Albany Telegram
February 25, 1923
A Giant Eye to See Around the World
How Nikola Tesla's Newest Invention Is to Enable Us to See the Struggles of the
Arctic Explorer, the Clash of Battles and the Fantastic Lives of Unknown
Millions.
Think of it, a great mechanical eye, created of finest tempered steel, endowed
with electric power and seeing to all parts of the earth' "Science, in the
person of Nikola Tesla announces it as a realized achievement. It affords a
fantastic picture, a superb imaginative flight for the mechanical orb will
follow in principle the exquisite and flawless construction of the human eye.
Tesla, the creator, is a Nobel prize winner and the man who harnessed Niagara
Falls. He describes his all-seeing eye as follows:
"My electrical eye comes as the result of years of study and experiment.
Three stages mark its construction and the first two and most difficult have
already been completed.
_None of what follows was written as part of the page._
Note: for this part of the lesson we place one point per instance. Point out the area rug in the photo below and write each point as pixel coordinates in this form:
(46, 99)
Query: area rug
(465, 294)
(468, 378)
I am certain that Man will soon possess this machine in
completed form and will be able to see at will to any part of the earth. In
planning its construction I have taken the human eye as a model and have
followed the principles which nature used in developing the human eye. My
mechanical eye will be one of a group of associated machines, just as the human
eye is part of the body and can only function in cooperation with other parts of
the body."
Recently wireless telephony became a fact from one side of the Atlantic to the
other and soon man will be able to send his voice around the earth by wireless.
The arrival of Tesla's mechanical eye will mean that the man in New York can see
his business associate in Shanghai as he talks to him by wireless. The eye
resting on a pivot, will be swung about and brought to bear on the explorer,
fighting his way over the frozen wastes of the Arctic circle; the fiery interior
of the earth will give up its secrets to the eye, and the battles of men will be
revealed to all other men in their cruelty and savagery.
The eye will teach Man to understand Man. When you hear that your neighbor has
been run over and injured by an automobile you express sympathy because you know
him. The death of a famous film star touches the hearts of millions because they
know him. But 50,000 men, women and children may starve to death in China, while
newspaper readers in New York, Youngstown, Ohio, and Phoenix, Arizona, remain
unmoved because the victims are only numbers. The advent of the all-seeing eye
will change all that, Tesla believes. He has labored in the hope that the
revealing of the secret places of the earth will unlock the secret places of the
heart and help to bring mankind together in understanding and consideration.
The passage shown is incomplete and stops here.